Building an enterprise-grade HPC and AI environment

ARTIFICIAL INTELLIGENCE IS BOOSTING ALL AREAS OF THE ECONOMY:

Healthcare, e.g. diagnostics

Closing security gaps in systems

Big data analyses

Minimising risk in financial transactions

Robotics, Manufacturing, Production

Quality assurance

Autonomy e.g. of cars, aircraft, drones, missiles, ships, etc.

AI cities

Retail, Sales, Aftersales

Language and mood analyses

DEFINITION: ARTIFICIAL INTELLIGENCE, MACHINE LEARNING, DEEP LEARNING

Artificial intelligence (AI) is a branch of computer science that deals with the development of intelligent machines that work and react like humans. It is the major project for the formation of non-human intelligence. Main components are:

The main tasks of machine learning (traditional computer vision) are data preparation, feature engineering, model architecture and numerical optimisation. Feature engineering takes up almost 80 per cent of the preparation work.
Deep learning, a part of machine learning, is a collection of easy-to-train mathematical entities organised in layers that work together to solve complicated tasks. New features include layered network architecture and a scalable training method. DL learns features directly from the data; explicit feature engineering is not required. It has achieved an extremely high level of accuracy, outperforms human performance in classifying images, never tires and delivers results in a fraction of the time.

HOW TO SET UP AN ENTERPRISE DEEP LEARNING / HPC ENVIRONMENT

Nowadays, deep learning and high-performance computing tasks are performed on the same hardware platform with common cluster management software and other shared or separate software. Before we look at the hardware and software required, let us first look at the different work processes. Before we look at the hardware and software required for this, let us first take a closer look at the various work processes.

KI WORKFLOW AND SIZING, IT ALL STARTS WITH THE DATA

The most important thing for Deep Learning is your data. The volume could become peta bytes of data. The more, the better.
A typical AI/Deep Learning development workflow:

THE WORKFLOW IS DESCRIBED AS FOLLOWS:

Data factory collects raw data and includes tools for pre-processing, indexing, labelling and managing data
AI models are trained on labelled data using a DL framework from the NVIDIA GPU Cloud (NGC) container repository running on servers with Volta Tensor Core GPUs

AI model testing and validation adjusts model parameters as needed and repeats training until desired accuracy is achieved
AI model optimisation for production use (inference) is completed with the NVIDIA TensorRT optimisation inference accelerator

The dimensioning of DL training is highly dependent on the data size and model complexity.
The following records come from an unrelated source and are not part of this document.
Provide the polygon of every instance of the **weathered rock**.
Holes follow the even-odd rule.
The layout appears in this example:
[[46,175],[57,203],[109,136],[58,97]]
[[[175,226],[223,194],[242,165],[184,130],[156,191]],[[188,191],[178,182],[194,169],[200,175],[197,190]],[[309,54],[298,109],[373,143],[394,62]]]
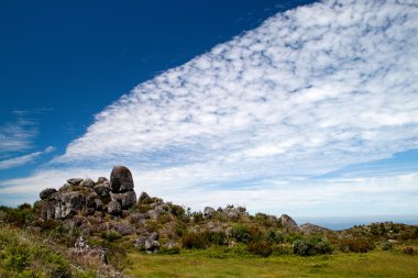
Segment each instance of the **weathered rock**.
[[99,177],[97,179],[97,184],[105,184],[105,181],[109,181],[109,179],[105,178],[105,177]]
[[85,196],[79,191],[63,192],[55,204],[55,218],[66,219],[77,214],[86,203]]
[[148,236],[150,240],[152,241],[158,241],[158,233],[157,232],[152,232]]
[[48,199],[50,196],[52,196],[55,192],[57,192],[55,188],[46,188],[46,189],[41,191],[40,198],[41,198],[41,200]]
[[147,253],[155,253],[160,248],[160,242],[157,241],[152,241],[152,240],[146,240],[145,241],[145,251]]
[[94,188],[95,187],[95,181],[92,179],[84,179],[80,184],[80,187],[88,187],[88,188]]
[[110,174],[110,188],[112,192],[127,192],[133,190],[131,171],[124,166],[114,166]]
[[82,179],[80,178],[72,178],[72,179],[67,179],[67,182],[72,186],[78,186],[80,182],[82,181]]
[[117,231],[123,236],[123,235],[131,235],[134,233],[133,227],[129,225],[128,223],[119,223],[116,226]]
[[148,203],[151,201],[151,197],[146,192],[142,192],[138,201],[140,203]]
[[94,188],[95,188],[96,193],[100,198],[110,197],[110,185],[108,182],[99,184],[99,185],[95,186]]
[[206,207],[205,210],[204,210],[204,214],[207,218],[212,216],[213,213],[215,213],[215,209],[211,208],[211,207]]
[[298,232],[300,230],[299,226],[296,224],[295,220],[293,220],[287,214],[282,214],[278,221],[280,222],[282,227],[287,231]]
[[58,189],[58,191],[59,191],[59,192],[68,191],[70,188],[72,188],[72,185],[69,185],[69,184],[64,184],[64,185]]
[[237,211],[231,210],[231,211],[229,211],[229,212],[227,213],[227,216],[228,216],[229,219],[239,219],[240,215],[238,214]]
[[164,247],[172,249],[174,247],[177,247],[177,244],[174,241],[168,241],[165,243]]
[[108,212],[112,215],[119,215],[121,213],[122,207],[118,201],[110,201],[108,203]]
[[150,219],[156,220],[156,219],[158,219],[161,212],[157,210],[148,210],[147,214],[148,214]]
[[327,227],[315,225],[311,223],[301,224],[300,231],[307,234],[319,234],[319,233],[324,233],[324,232],[331,232],[331,230]]
[[86,207],[96,209],[96,200],[99,199],[99,196],[96,192],[89,193],[86,196]]
[[112,201],[118,201],[122,205],[122,209],[129,209],[136,203],[135,191],[128,191],[124,193],[110,193],[110,199]]

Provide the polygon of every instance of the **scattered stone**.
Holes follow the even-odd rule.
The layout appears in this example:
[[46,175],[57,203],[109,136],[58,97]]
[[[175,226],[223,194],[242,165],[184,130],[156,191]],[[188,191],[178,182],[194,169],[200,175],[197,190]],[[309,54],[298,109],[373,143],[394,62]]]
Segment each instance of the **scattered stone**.
[[152,241],[152,240],[146,240],[145,241],[145,251],[146,253],[155,253],[160,248],[160,242],[157,241]]
[[282,227],[287,231],[298,232],[300,231],[299,226],[296,224],[295,220],[293,220],[287,214],[282,214],[282,216],[278,219],[278,221],[282,223]]
[[151,197],[146,192],[142,192],[138,201],[141,203],[147,203],[151,201]]
[[118,201],[110,201],[108,203],[108,213],[112,215],[119,215],[121,213],[122,207]]
[[79,184],[80,187],[89,187],[94,188],[95,187],[95,181],[92,179],[85,179]]
[[110,188],[112,192],[127,192],[133,190],[131,171],[124,166],[114,166],[110,174]]
[[67,182],[72,186],[78,186],[80,182],[82,181],[82,179],[80,178],[72,178],[72,179],[67,179]]
[[99,177],[97,179],[97,184],[105,184],[105,181],[109,181],[109,179],[105,178],[105,177]]
[[240,218],[240,215],[238,214],[238,212],[237,212],[237,211],[233,211],[233,210],[229,211],[229,212],[227,213],[227,216],[228,216],[229,219],[234,219],[234,220],[237,220],[237,219]]
[[110,185],[109,182],[99,184],[95,186],[95,191],[100,198],[109,198],[110,197]]
[[156,220],[156,219],[158,219],[161,212],[157,210],[148,210],[147,214],[148,214],[150,219]]
[[63,192],[55,203],[55,218],[66,219],[77,214],[85,205],[85,196],[79,191]]
[[304,233],[307,233],[307,234],[318,234],[318,233],[331,232],[331,230],[329,230],[327,227],[315,225],[311,223],[301,224],[300,231]]
[[124,193],[110,193],[112,201],[118,201],[122,205],[122,209],[129,209],[136,203],[135,191],[128,191]]
[[46,188],[46,189],[41,191],[40,198],[41,198],[41,200],[48,199],[50,196],[52,196],[55,192],[57,192],[55,188]]
[[206,207],[205,210],[204,210],[204,214],[206,218],[210,218],[212,216],[212,214],[215,213],[215,209],[211,208],[211,207]]

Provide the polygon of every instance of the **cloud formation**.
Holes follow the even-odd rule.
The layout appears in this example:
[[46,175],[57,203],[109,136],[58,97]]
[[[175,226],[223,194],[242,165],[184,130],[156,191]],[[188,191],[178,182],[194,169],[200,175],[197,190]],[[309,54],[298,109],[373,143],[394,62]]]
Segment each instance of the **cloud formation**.
[[4,160],[0,160],[0,170],[10,169],[13,167],[22,166],[29,163],[34,162],[37,157],[40,157],[43,154],[48,154],[51,152],[54,152],[55,147],[48,146],[43,152],[34,152],[29,155],[22,155]]
[[[142,189],[191,205],[296,210],[315,200],[330,208],[346,191],[381,196],[391,191],[381,178],[309,178],[418,147],[417,45],[415,1],[323,1],[278,13],[139,85],[51,165],[106,174],[125,164]],[[404,176],[391,178],[413,190],[416,176]]]

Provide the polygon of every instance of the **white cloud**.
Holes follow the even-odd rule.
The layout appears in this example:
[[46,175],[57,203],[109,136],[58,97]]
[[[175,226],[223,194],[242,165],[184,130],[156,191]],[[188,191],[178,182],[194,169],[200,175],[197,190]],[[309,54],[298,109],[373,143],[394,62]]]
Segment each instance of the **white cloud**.
[[[14,113],[15,114],[15,113]],[[19,116],[14,121],[0,125],[0,155],[28,151],[33,147],[37,136],[37,124],[29,119]]]
[[[417,45],[414,1],[289,10],[139,85],[51,165],[103,173],[127,164],[139,190],[180,203],[275,210],[324,198],[338,207],[334,187],[356,193],[355,203],[363,192],[350,184],[290,182],[418,147]],[[249,180],[260,182],[232,189]],[[356,185],[378,192],[375,182],[384,181]]]
[[55,151],[55,147],[48,146],[43,152],[34,152],[29,155],[22,155],[4,160],[0,160],[0,170],[10,169],[13,167],[22,166],[29,163],[34,162],[37,157],[40,157],[43,154],[48,154]]

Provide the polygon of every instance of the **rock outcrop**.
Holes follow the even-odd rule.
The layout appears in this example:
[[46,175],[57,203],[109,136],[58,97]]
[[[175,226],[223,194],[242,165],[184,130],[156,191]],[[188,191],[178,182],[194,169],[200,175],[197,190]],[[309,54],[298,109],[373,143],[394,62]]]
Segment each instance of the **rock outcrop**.
[[92,215],[96,212],[121,215],[136,203],[131,171],[124,166],[116,166],[110,176],[91,179],[70,178],[56,190],[41,191],[37,208],[45,219],[70,219],[76,214]]
[[282,214],[278,219],[282,224],[282,227],[287,232],[299,232],[300,227],[296,224],[295,220],[287,214]]

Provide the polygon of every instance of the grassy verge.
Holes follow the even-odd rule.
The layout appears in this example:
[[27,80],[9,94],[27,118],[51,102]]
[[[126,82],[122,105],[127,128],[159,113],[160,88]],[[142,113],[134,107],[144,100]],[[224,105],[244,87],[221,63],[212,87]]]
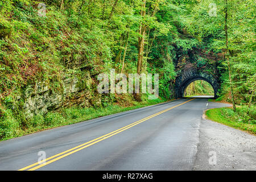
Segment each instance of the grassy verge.
[[110,105],[105,107],[63,109],[58,112],[48,113],[46,115],[37,115],[27,121],[26,128],[7,126],[2,129],[1,140],[23,136],[33,133],[50,129],[59,126],[71,125],[87,120],[109,115],[133,109],[164,102],[164,100],[157,99],[134,103],[134,105],[124,107],[118,105]]
[[207,119],[256,135],[256,121],[253,110],[247,114],[244,107],[238,108],[236,113],[230,107],[215,108],[207,110],[205,115]]

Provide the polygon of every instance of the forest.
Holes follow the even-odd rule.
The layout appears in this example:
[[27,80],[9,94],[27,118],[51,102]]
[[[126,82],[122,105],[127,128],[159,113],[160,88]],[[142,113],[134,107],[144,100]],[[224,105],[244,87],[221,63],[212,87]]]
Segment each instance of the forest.
[[[233,105],[235,120],[255,124],[255,6],[253,0],[1,1],[0,138],[84,121],[92,107],[123,111],[152,102],[143,94],[100,96],[97,76],[110,69],[158,73],[160,98],[152,104],[174,99],[184,60],[209,73],[216,68],[216,101]],[[67,96],[63,81],[74,77],[86,86]],[[54,98],[41,101],[44,93],[43,100]],[[65,101],[53,104],[56,93]]]

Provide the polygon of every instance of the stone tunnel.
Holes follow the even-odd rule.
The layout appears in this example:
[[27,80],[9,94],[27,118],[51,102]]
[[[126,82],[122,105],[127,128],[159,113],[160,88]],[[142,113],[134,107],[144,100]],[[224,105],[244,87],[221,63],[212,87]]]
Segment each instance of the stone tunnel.
[[196,80],[204,80],[209,82],[214,91],[214,98],[217,97],[217,93],[220,88],[220,83],[217,78],[213,75],[203,72],[189,71],[184,72],[176,78],[175,83],[175,97],[184,97],[187,87]]

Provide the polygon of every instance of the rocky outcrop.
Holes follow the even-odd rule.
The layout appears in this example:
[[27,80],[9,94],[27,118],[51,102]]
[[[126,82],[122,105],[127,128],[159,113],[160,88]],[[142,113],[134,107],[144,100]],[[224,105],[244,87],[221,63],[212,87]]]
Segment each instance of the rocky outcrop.
[[[90,106],[92,102],[92,78],[88,72],[85,77],[62,78],[59,86],[53,88],[51,83],[38,82],[24,88],[18,96],[18,103],[23,102],[22,109],[26,118],[45,114],[62,107]],[[23,101],[23,102],[21,102]]]

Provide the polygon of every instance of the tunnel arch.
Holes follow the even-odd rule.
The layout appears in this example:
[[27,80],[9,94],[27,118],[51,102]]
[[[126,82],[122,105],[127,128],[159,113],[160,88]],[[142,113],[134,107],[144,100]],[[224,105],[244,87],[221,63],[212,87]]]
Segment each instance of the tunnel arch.
[[191,71],[185,72],[176,77],[175,86],[175,97],[183,97],[187,87],[196,80],[204,80],[209,83],[214,91],[214,98],[217,98],[217,93],[220,87],[218,79],[207,73]]

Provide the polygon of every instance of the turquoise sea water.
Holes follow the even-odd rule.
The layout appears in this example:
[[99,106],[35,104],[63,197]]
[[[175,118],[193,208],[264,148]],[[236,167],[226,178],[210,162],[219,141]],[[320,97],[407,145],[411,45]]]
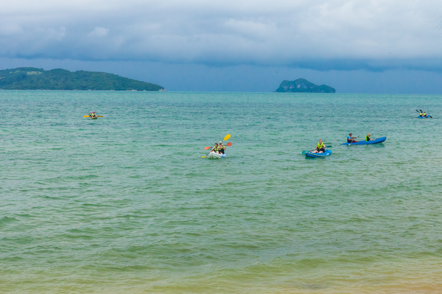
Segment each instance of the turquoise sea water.
[[440,293],[441,99],[0,91],[0,293]]

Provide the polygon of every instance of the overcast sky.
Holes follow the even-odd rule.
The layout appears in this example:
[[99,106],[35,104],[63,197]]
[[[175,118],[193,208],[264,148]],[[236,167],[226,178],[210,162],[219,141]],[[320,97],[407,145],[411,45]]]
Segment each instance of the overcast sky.
[[302,77],[341,92],[442,93],[440,0],[1,6],[1,69],[105,71],[174,90],[273,91]]

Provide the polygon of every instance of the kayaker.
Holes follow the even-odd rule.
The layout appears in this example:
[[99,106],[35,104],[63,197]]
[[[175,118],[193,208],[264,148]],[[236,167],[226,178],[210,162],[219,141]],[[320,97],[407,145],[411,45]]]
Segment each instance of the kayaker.
[[351,137],[351,135],[352,134],[353,134],[352,133],[350,133],[349,134],[348,134],[348,136],[347,137],[347,143],[353,143],[353,142],[355,143],[356,142],[359,141],[357,141],[355,140],[354,140],[354,139],[356,139],[358,137]]
[[224,145],[222,145],[222,141],[221,141],[218,143],[218,147],[220,149],[220,154],[224,154],[224,150],[225,150],[226,147]]
[[322,140],[319,139],[319,143],[316,146],[315,150],[312,151],[312,153],[324,153],[325,152],[325,145],[322,142]]

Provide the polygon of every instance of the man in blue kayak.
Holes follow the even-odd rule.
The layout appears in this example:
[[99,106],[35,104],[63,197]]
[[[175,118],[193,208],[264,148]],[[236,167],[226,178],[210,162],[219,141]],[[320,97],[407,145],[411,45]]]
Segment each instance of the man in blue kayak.
[[370,133],[369,133],[368,134],[365,136],[365,141],[374,141],[373,139],[370,139],[370,135],[371,135],[371,134],[370,134]]
[[226,147],[225,145],[223,145],[222,141],[220,141],[218,143],[218,147],[219,148],[220,154],[224,154],[225,153],[224,150],[225,150]]
[[353,134],[353,133],[350,133],[348,134],[348,136],[347,137],[347,143],[356,143],[356,142],[359,142],[359,141],[357,141],[354,140],[358,137],[351,137],[351,135]]
[[312,151],[312,153],[324,153],[325,152],[325,145],[322,142],[322,140],[319,139],[319,143],[316,145],[316,148]]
A single Tesla NVlink server (e.g. DGX-1) can complete a training experiment for a large number of AI models in one day. For example, the autonomous vehicle software team at NVIDIA developing NVIDIA DriveNet uses a custom Resnet-18 backbone recognition network with an image size of 960x480x3 and trains at 480 frames per second on such servers, enabling training of 120 epochs with 300k frames in 21 hours. Internal experience at NVIDIA has shown that five developers working together to develop an AI model provides the optimal development time. Each developer typically works on two models in parallel, so the infrastructure must support ten model experiments within the desired TAT (turn-around-time). A DGX POD with nine DGX-1 systems can provide a working group of five developers with one day of TAT for model training. During time-critical periods, scaling with multiple nodes can reduce turn-around time from one day to four hours with eight DGX-1 servers. Once in production, additional DGX-1 systems will be required to support ongoing model refinement and regression testing.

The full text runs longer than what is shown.